Code for loading the validation
using System;
using System.Collections.Generic;
using System.IO;
using ValidationFramework.Configuration;
 
namespace ConsoleApplication1
{
    public static class AssemblyValidationLoader
    {
        private static readonly List<string> loadedAssemblies;
        static AssemblyValidationLoader()
        {
            loadedAssemblies = new List<string>();
        }
 
        public static void Load(Type type)
        {
            string location = type.Assembly.Location;
            if (!loadedAssemblies.Contains(location))
            {
                string pathWithoutExtension = location.Remove(location.Length - 3, 3);
                string configFilePath = pathWithoutExtension + "validation.xml";
                if (File.Exists(configFilePath))
                {
                    ConfigurationService.AddXmlFile(configFilePath);
                }
                loadedAssemblies.Add(location);
            }
        }
    }
}

Code for a business object
namespace ConsoleApplication1
{
 
    public class Person
    {
 
        static Person()
        {
            AssemblyValidationLoader.Load(typeof(Person));
        }
 
        private string name;
        private int age;
 
        public string Name
        {
            get
            {
                return name;
            }
            set
            {
                name = value;
            }
        }
 
        public int Age
        {
            get
            {
                return age;
            }
            set
            {
                age = value;
            }
        }
    }
}

Xml validation file (in this case would be named "ConsoleApplication1.validation.xml")
<?xml version="1.0" encoding="utf-8" ?>
<validationMapping xmlns="urn:validationFramework-validationDefinition-1.5">
  <class typeName="ConsoleApplication1.Person, ConsoleApplication1">
    <property name="Name">
      <rule typeName="RequiredStringRuleConfigReader" initialValue="aaaa"/>
    </property>
    <property name="Age">
      <rule typeName="RangeRuleConfigReader" minimum="18" maximum="80" errorMessage="Age is invalid" />
      <rule ruleSet="a" typeName="RangeRuleConfigReader" minimum="18" maximum="80" errorMessage="Age is invalid" />
      <rule ruleSet="b" typeName="RangeRuleConfigReader" minimum="18" maximum="80" errorMessage="Age is invalid" />
    </property>
  </class>
</validationMapping>
Note: you can put the validation for multiple types in the xml by having multiple "class" nodes.
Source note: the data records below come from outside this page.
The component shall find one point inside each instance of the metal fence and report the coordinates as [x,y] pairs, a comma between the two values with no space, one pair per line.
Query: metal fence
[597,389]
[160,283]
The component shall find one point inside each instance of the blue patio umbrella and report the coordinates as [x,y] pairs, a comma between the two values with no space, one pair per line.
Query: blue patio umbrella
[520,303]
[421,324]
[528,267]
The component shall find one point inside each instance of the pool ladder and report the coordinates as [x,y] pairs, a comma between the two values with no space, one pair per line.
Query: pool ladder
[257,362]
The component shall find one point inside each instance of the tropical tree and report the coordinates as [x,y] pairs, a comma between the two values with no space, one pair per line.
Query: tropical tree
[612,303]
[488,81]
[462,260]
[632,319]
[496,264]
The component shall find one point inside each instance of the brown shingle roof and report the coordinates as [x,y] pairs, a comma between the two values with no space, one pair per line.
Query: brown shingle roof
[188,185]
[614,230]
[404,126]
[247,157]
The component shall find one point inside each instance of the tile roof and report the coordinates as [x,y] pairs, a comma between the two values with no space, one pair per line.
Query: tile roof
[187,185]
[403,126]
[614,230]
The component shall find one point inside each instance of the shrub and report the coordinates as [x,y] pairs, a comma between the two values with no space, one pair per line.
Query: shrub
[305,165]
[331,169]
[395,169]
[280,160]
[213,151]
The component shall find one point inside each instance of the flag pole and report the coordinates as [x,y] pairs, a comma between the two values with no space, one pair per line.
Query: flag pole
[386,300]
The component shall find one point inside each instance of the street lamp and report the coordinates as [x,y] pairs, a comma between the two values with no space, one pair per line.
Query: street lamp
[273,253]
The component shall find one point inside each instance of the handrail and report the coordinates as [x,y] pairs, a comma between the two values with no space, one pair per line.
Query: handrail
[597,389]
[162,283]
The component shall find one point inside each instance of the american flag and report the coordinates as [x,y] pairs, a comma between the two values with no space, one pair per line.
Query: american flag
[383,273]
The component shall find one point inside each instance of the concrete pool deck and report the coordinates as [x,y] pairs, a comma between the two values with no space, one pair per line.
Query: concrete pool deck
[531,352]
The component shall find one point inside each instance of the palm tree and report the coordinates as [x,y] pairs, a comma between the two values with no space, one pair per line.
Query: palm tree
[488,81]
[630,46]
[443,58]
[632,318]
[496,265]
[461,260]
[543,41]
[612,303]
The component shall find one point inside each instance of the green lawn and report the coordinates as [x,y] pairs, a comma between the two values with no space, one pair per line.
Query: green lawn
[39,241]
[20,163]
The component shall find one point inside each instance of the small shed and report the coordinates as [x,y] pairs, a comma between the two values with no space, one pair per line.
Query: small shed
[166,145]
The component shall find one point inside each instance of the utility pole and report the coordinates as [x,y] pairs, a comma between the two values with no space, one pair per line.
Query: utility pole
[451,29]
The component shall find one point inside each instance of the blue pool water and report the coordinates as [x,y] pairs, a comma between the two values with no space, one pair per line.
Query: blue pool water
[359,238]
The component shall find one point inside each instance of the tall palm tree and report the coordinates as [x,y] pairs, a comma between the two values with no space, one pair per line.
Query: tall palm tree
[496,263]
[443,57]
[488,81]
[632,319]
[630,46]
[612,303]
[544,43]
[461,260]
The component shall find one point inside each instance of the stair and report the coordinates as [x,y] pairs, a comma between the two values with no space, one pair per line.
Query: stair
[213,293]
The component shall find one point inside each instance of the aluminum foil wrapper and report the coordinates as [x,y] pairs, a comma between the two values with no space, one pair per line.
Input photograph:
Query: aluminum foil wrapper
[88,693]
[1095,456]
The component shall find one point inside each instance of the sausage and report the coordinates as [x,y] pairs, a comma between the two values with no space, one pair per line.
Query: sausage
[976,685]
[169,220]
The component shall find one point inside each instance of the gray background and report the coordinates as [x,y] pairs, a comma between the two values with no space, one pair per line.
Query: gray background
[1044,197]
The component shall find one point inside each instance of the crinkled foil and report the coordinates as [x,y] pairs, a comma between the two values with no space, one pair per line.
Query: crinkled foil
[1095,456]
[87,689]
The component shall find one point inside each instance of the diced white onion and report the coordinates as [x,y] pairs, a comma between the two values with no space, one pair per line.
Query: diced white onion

Let me know if you find a better solution.

Regards

Simon
Sep 21, 2007 at 8:05 AM

{quote}
SimonCropp wrote:
Unfortunately what you want to do is limited (at least as far as i know) by the restrictions of the .net framework.,,,

Thanks for such an informative response. The static constructor is perfectly fine. If I recall this a fairly popular method also used by log4j/log4Net.

I'm surprised .NET doesn't seem to have an assembly load event. .NET is so interface and event driven, you would think that event would have been rather obvious to include.